Research Article: Rule-Based Design of Plant Expression Vectors Using GenoCAD

Date Published: July 6, 2015

Publisher: Public Library of Science

Author(s): Anna Coll, Mandy L. Wilson, Kristina Gruden, Jean Peccoud, Martina Stromvik.


Plant synthetic biology requires software tools to assist on the design of complex multi-genic expression plasmids. Here a vector design strategy to express genes in plants is formalized and implemented as a grammar in GenoCAD, a Computer-Aided Design software for synthetic biology. It includes a library of plant biological parts organized in structural categories and a set of rules describing how to assemble these parts into large constructs. Rules developed here are organized and divided into three main subsections according to the aim of the final construct: protein localization studies, promoter analysis and protein-protein interaction experiments. The GenoCAD plant grammar guides the user through the design while allowing users to customize vectors according to their needs. Therefore the plant grammar implemented in GenoCAD will help plant biologists take advantage of methods from synthetic biology to design expression vectors supporting their research projects.

Partial Text

Synthetic biology aims at bioengineering organisms that perform beneficial functions, generally by means of a rational design approach [1]. Plants have largely been unexploited for synthetic biology, but they offer great potential [2]. To fully benefit from synthetic biology, significant efforts have been dedicated to the development of robust, less-demanding, and more reliable methods to assemble increasingly complex designs (see review [3]). Beyond the assembly of constructs, the design of complex multigene vectors is a big challenge. Editing large DNA sequences increases the risk of introducing errors. Furthermore, identifying suitable biological parts is becoming more difficult as the number of parts for synthetic biology increases. Therefore, there is a need for software tools that guide plant synthetic biologists through the design of application-specific expression vectors. GenoCAD ( is a Computer-Aided Design (CAD) software for synthetic biology which allows the user to quickly design protein expression vectors, artificial gene networks and other genetic constructs based on the notion of genetic parts [4]. GenoCAD includes a system to manage annotated and user-defined genetic parts. Moreover, it also guides the users through the design by means of a set of predefined rules that describe the design strategy for a specific type of application and which can be expressed in a context-free grammar [5]. By default, GenoCAD includes a simple grammar used for demonstration purposes. However, the grammar editor embedded in GenoCAD enables users to develop brand new grammars, and therefore provides biologists with a tool to formalize custom design strategies. Several grammars have already been added by users i.e. (i) a grammar to design a family of vaccine vectors derived from vesicular stomatitis virus (VSV) [6], (ii) a grammar to design Chlamydomonas reinhardtii expression vectors [7] and (iii) a grammar to design synthetic transcription factors in eukaryotes [8].

Plant transformation for functional analysis experiments has become a routine tool in plant research. Nowadays, commercial plant expression plasmids for different applications are available. However, this is a rigid option, and to change any element of the backbone plasmid is a time-consuming task. Moreover, most of them are based on classical or Gateway cloning systems. There is a need for simple and versatile design strategies to allow high throughput approaches in synthetic biology studies. Therefore, we developed a GenoCAD grammar to design constructs for in planta functional analysis studies (S1 File).
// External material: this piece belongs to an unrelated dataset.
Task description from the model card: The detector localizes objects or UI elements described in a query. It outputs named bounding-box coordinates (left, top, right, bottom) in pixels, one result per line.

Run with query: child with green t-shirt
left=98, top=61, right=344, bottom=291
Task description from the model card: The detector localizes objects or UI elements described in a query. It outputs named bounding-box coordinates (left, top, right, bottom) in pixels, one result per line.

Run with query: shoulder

The plant grammar is available in Figshare (

We implemented a plant grammar in GenoCAD, which guides the user through the design of plant expression vectors for functional studies experiments. The PPI branch of the grammar includes rules that express the requirement that genetic parts located on different plasmids interact with one another. For instance, rules describing the use of split fluorescent proteins to visualize the interactions between two proteins require two plasmids to use sequences complementing each other. This type of systems-level analysis relying on trans-interactions between genetic parts had been proposed before [33] but this is the first time that this design constraint is captured in a grammar.